Outras opções seriam criar uma taxa a ser cobrada sobre o litro da gasolina, instituir políticas de estacionamento (por exemplo, melhorar as zonas azuis e cobrar valores mais altos em locais onde se deseja desestimular o uso do carro), usar a receita advinda do Imposto sobre a Propriedade de Veículos Automotores (IPVA) ou cobrar uma taxa de imóveis situados perto de áreas beneficiadas por infraestruturas de transporte. “Quando se constrói um metrô ao lado de um prédio, o imóvel se valoriza sem que o proprietário tenha investido. Alguns países, como o Japão, cobram uma taxa sobre essa valorização e investem em melhorias no transporte público”, exemplifica o pesquisador do Idec. Estudo do Instituto Brasileiro de Economia da Fundação Getúlio Vargas (IBRE-FGV), de 2012, mostrou que o acréscimo de R$ 0,50 no valor da gasolina reduziria a tarifa do transporte público para R$ 1,20, beneficiando 78% da população.
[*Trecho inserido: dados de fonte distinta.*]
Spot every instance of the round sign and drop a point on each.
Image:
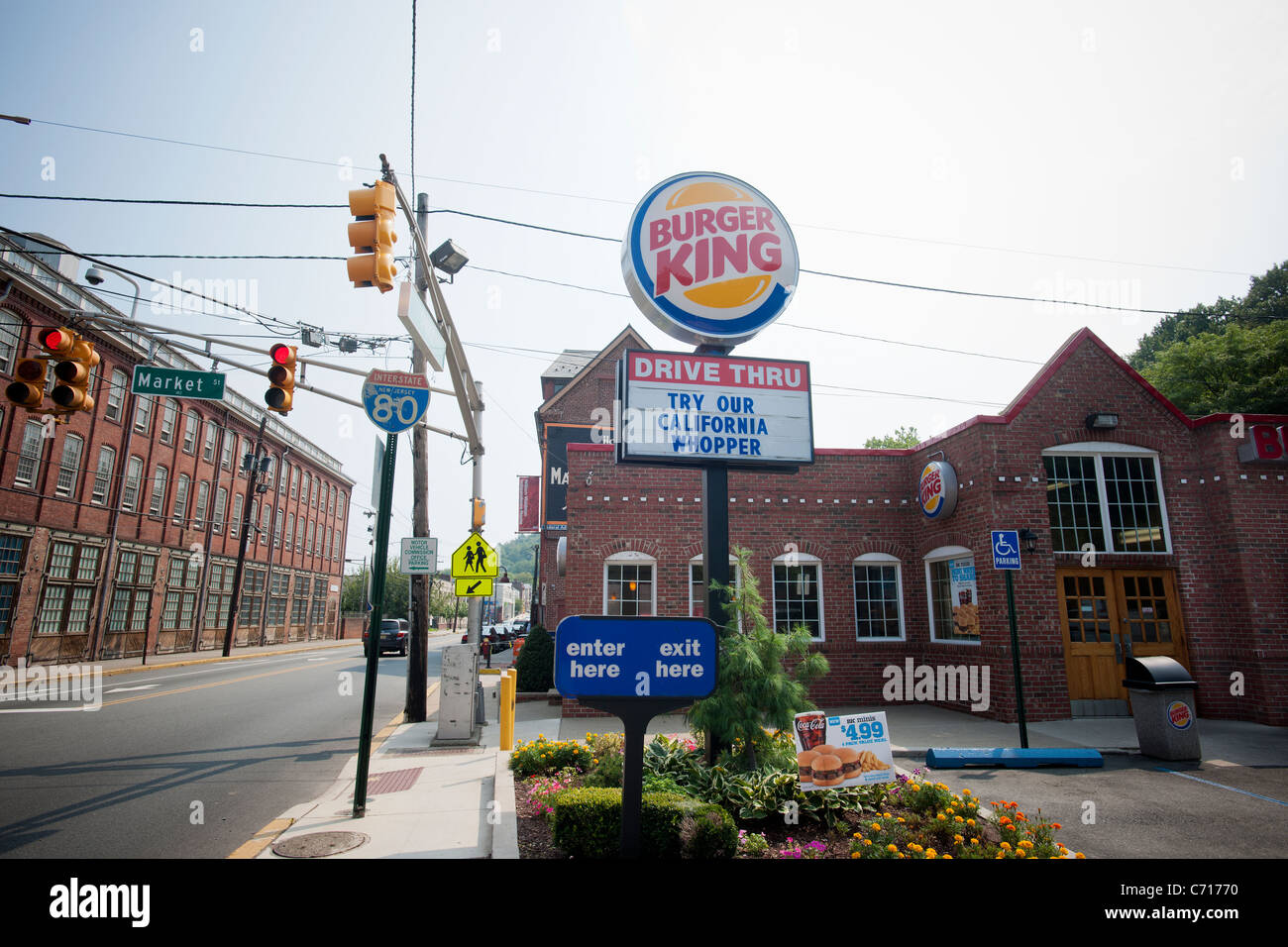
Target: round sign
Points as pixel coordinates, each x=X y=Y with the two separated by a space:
x=1180 y=715
x=936 y=489
x=708 y=260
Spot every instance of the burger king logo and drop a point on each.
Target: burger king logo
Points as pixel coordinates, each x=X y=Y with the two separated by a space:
x=1180 y=715
x=936 y=489
x=708 y=260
Ou seja, causaria impacto positivo na mobilidade das cidades e promoveria justiça social ao favorecer a população de baixa renda.
Também é possível criar fundos de tributos para grandes empresas que demandam muito dos meios de transporte públicos. Essa solução é adotada em muitas cidades europeias. Contudo, no Brasil, seria necessário alterar a lei federal que instituiu o vale transporte, já que a ideia é juntar todo o dinheiro gasto pelas empresas com vale transporte para seus funcionários em um fundo, a fim de custear o transporte público da cidade, reduzindo o valor da passagem para todos os brasileiros. “Em Paris, esse tipo de fundo cobre 1/3 do custo do transporte municipal”, conta Calabria.
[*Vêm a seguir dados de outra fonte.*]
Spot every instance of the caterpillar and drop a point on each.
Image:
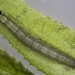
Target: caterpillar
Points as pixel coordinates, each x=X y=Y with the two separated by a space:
x=36 y=44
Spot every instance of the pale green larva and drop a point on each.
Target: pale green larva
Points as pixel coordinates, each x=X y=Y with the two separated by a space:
x=36 y=44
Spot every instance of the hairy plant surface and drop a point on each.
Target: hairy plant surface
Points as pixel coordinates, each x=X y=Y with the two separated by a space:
x=44 y=28
x=9 y=66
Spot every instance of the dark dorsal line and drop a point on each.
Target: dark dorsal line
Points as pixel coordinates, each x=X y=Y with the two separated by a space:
x=35 y=44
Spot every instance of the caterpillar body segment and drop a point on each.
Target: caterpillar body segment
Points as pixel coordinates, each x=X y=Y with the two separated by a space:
x=36 y=44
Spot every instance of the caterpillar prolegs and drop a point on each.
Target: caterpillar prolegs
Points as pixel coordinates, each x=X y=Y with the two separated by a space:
x=34 y=43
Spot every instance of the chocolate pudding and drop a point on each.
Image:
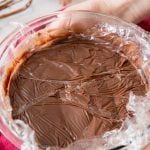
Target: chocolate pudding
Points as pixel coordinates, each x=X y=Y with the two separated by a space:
x=74 y=89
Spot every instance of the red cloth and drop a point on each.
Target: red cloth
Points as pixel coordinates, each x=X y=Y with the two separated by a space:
x=6 y=145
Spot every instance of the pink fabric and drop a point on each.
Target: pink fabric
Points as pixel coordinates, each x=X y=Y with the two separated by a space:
x=6 y=145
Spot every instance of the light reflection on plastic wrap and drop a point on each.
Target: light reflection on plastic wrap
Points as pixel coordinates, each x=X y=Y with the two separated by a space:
x=135 y=132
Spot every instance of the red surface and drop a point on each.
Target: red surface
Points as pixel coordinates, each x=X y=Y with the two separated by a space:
x=6 y=145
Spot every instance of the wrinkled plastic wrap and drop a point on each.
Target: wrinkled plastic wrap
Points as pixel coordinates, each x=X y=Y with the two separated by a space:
x=135 y=131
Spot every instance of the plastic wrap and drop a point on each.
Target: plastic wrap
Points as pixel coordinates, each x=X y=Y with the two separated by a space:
x=135 y=131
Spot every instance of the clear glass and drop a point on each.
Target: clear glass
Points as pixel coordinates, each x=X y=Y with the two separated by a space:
x=13 y=40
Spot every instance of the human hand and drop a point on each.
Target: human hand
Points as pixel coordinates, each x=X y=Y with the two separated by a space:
x=129 y=10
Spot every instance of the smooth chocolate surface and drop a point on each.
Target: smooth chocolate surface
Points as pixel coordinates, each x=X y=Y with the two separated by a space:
x=73 y=90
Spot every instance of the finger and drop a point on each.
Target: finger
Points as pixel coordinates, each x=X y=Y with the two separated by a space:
x=65 y=2
x=72 y=22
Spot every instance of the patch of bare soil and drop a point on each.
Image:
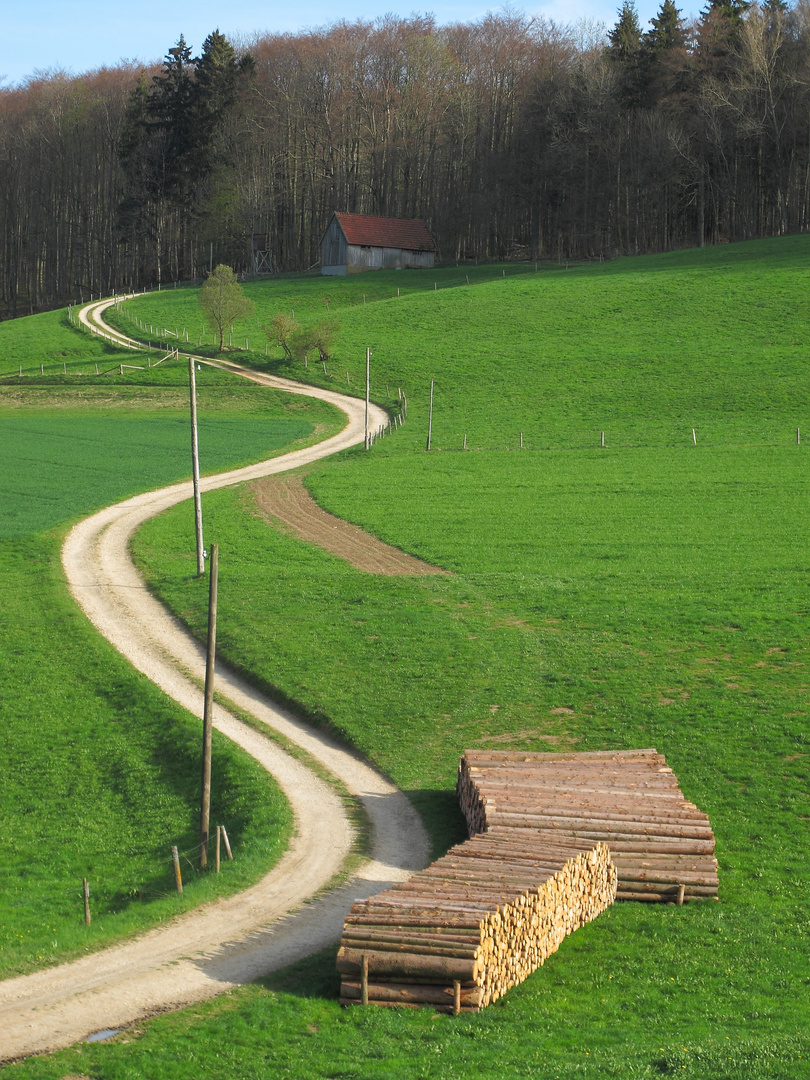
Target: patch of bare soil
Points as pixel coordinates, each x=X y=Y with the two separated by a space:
x=287 y=500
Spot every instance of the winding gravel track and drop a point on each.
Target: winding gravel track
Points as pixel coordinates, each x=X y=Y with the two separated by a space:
x=220 y=945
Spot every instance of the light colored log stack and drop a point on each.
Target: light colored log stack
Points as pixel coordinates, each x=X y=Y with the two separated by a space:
x=477 y=921
x=661 y=844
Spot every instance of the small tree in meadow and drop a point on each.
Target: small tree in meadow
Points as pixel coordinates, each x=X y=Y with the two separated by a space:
x=281 y=331
x=223 y=300
x=324 y=336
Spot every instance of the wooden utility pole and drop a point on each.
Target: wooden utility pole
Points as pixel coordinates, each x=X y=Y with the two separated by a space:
x=196 y=470
x=208 y=707
x=430 y=416
x=368 y=372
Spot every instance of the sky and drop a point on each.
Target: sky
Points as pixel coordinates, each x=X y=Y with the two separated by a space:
x=79 y=36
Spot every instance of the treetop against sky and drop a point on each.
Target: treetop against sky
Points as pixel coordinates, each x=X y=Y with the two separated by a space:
x=46 y=35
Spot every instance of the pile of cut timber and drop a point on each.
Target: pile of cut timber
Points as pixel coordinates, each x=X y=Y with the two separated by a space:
x=661 y=844
x=477 y=921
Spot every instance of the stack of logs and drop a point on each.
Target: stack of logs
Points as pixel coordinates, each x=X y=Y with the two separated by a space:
x=480 y=920
x=661 y=844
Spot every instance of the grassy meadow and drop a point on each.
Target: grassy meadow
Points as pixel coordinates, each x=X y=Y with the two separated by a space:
x=652 y=593
x=100 y=771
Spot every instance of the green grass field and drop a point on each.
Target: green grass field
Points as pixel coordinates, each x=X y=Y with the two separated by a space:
x=100 y=771
x=652 y=593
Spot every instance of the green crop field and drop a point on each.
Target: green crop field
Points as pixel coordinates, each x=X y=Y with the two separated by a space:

Por fim, soluções específicas podem ser pensadas para cidades que tenham alguma renda “extra”, como é o caso de Maricá (RJ). Lá, foi criada uma empresa pública de ônibus que transporta passageiros gratuitamente. Parte dos custos é paga com os royalties da exploração de petróleo realizada no município. Transporte gratuito já é realidade em vários países, segundo Satini. “Tallinn, capital da Estônia, é a principal referência, mas outras estão estudando implementar o passe livre, como Bruxelas [Bélgica] e Paris [França], além de cidades alemãs, polonesas e escandinavas”, ele cita.
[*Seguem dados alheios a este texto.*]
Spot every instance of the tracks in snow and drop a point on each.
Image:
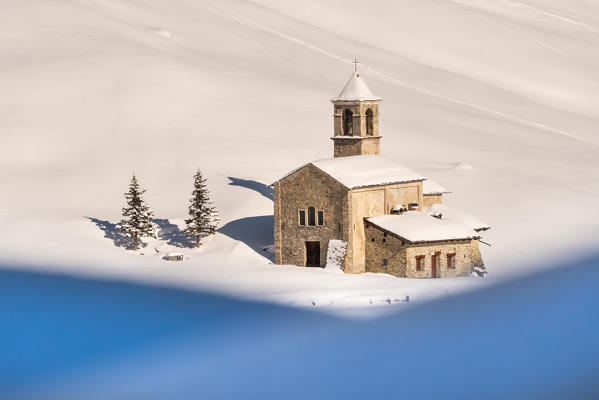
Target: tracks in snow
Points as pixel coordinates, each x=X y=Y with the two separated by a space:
x=537 y=125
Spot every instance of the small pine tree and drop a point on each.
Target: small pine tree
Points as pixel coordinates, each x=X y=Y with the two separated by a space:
x=203 y=215
x=137 y=221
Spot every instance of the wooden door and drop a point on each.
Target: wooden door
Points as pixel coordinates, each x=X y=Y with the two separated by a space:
x=312 y=254
x=434 y=264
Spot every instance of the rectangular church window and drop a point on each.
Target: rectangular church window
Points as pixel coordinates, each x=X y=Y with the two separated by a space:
x=419 y=263
x=451 y=261
x=302 y=217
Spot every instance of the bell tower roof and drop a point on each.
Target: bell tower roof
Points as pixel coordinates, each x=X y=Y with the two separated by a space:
x=355 y=90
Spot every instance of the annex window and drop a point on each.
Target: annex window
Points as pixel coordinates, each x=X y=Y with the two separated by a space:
x=311 y=216
x=451 y=261
x=419 y=263
x=302 y=217
x=369 y=122
x=348 y=123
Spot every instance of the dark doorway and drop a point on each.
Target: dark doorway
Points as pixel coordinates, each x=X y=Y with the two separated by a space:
x=312 y=254
x=435 y=263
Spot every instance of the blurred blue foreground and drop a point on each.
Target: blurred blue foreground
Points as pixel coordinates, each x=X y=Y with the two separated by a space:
x=69 y=338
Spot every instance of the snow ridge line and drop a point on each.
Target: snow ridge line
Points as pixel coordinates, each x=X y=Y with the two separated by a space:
x=524 y=36
x=554 y=15
x=538 y=125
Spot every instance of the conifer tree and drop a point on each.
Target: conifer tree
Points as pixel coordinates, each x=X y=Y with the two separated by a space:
x=137 y=221
x=203 y=216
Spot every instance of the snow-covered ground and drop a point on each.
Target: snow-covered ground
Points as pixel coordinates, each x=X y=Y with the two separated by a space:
x=496 y=100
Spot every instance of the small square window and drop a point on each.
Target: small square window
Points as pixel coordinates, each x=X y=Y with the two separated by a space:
x=302 y=217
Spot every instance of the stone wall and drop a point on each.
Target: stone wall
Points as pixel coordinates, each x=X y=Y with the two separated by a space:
x=346 y=147
x=358 y=109
x=401 y=256
x=432 y=199
x=306 y=187
x=372 y=202
x=463 y=250
x=381 y=246
x=371 y=145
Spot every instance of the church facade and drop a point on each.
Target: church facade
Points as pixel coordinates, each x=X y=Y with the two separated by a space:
x=389 y=218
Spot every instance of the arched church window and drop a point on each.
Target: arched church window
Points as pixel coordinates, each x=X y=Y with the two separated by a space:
x=369 y=122
x=311 y=216
x=348 y=123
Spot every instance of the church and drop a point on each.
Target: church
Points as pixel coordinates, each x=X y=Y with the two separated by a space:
x=376 y=215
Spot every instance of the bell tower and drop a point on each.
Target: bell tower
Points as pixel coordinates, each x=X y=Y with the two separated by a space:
x=356 y=119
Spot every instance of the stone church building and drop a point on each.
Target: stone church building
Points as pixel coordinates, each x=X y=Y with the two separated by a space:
x=388 y=218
Todas as medidas defendidas pelo Idec costumam ser refutadas pela sociedade por falta de informações sobre a legislação vigente e alternativas já aplicadas com sucesso. “As pressões midiática, cultural e econômica a favor do uso do carro também incentivam a omissão das administrações públicas e torna os aumentos tarifários recorrentes”, opina Calabria, que defende que as alternativas para deixar as tarifas mais baratas sejam discutidas com a população, e seus benefícios, explicados claramente. Satini concorda: “Dados técnicos precisam ser apresentados de maneira clara, transparente e honesta à sociedade em consultas públicas. Bolonha, na Itália, é um bom exemplo de como fazer mudanças com participação popular. No final da década de 1960, foram criadas zonas livres de carros na área central e linhas de ônibus sem cobrança de tarifa, o que mudou totalmente a cidade. Quando a população tem espaço, conhece e se envolve, ela passa a apoiar e defender o sistema público”.
Com todas essas opções – asseguradas por lei – à disposição, não há desculpas para prefeituras e governos não buscarem recursos para baratear o custo das tarifas de ônibus e trens.